Subtitle: a guide to self-healing and getting the love you missed
Recommended to me by: a client
This is a gently enlightening book. It talks about all the different roles a Good Mother plays (“yeah, yeah, I know”) and all the holes that result when those roles are missing (“yeah, yeah, I know”) … “Wait, those holes I’ve been managing all this time?!”
The ten facets of a Good Mother: source, place of attachment, first responder, modulator, nurturer, cheerleader, mentor, protector, home base.
The holes are left behind from missing one or more of these messages: I’m glad you’re here, I see you, you’re special to me, I respect you, I love you, your needs are important to me/I’m here for you, I’ll keep you safe, you can rest in me, I enjoy you/you brighten my heart.
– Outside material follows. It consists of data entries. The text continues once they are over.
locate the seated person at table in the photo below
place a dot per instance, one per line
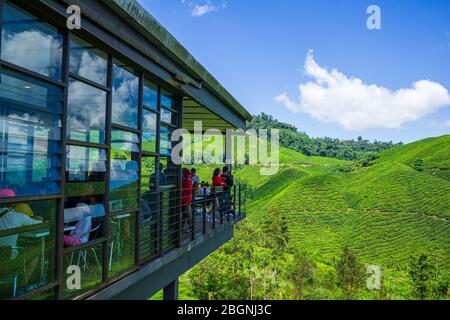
(218, 184)
(81, 233)
(187, 201)
(10, 219)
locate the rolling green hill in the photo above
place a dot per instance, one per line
(385, 212)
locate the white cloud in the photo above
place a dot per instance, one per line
(331, 96)
(200, 8)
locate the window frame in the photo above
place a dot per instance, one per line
(144, 74)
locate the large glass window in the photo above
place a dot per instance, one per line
(166, 141)
(150, 95)
(124, 171)
(168, 108)
(84, 203)
(30, 134)
(122, 247)
(125, 96)
(169, 172)
(170, 219)
(87, 61)
(27, 247)
(149, 130)
(30, 43)
(86, 114)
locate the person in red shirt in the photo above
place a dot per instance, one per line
(187, 200)
(218, 181)
(217, 188)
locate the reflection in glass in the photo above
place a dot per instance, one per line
(149, 209)
(124, 171)
(150, 95)
(149, 130)
(165, 141)
(27, 247)
(89, 262)
(122, 243)
(168, 172)
(167, 100)
(30, 135)
(168, 116)
(83, 219)
(86, 113)
(87, 61)
(29, 43)
(85, 171)
(125, 97)
(170, 219)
The book has a clear, accessible discussion of attachment styles and attachment wounds. It was odd to see Disorganized Attachment passed over, possibly because this book is written for children of neglectful rather than abusive mothers.
Recommended healing techniques include psychotherapy, archetypes, romantic relationships, and inner child work. One suggested exercise is to trade safe, nonsexual holding with a friend. Just hold the other person for a set time, perhaps as long as 20 minutes, and then swap roles.
There is carefully inclusive language around “mothers and other caretakers (of any gender)”, although it is also clear that this is primarily about mothers.
I’ve recommended this book to a lot of clients in the last couple of weeks! I think it’s an enlightening read for anyone. Even if you had a great mother, odds are some of the people close to you didn’t, and this will help make sense of their experience.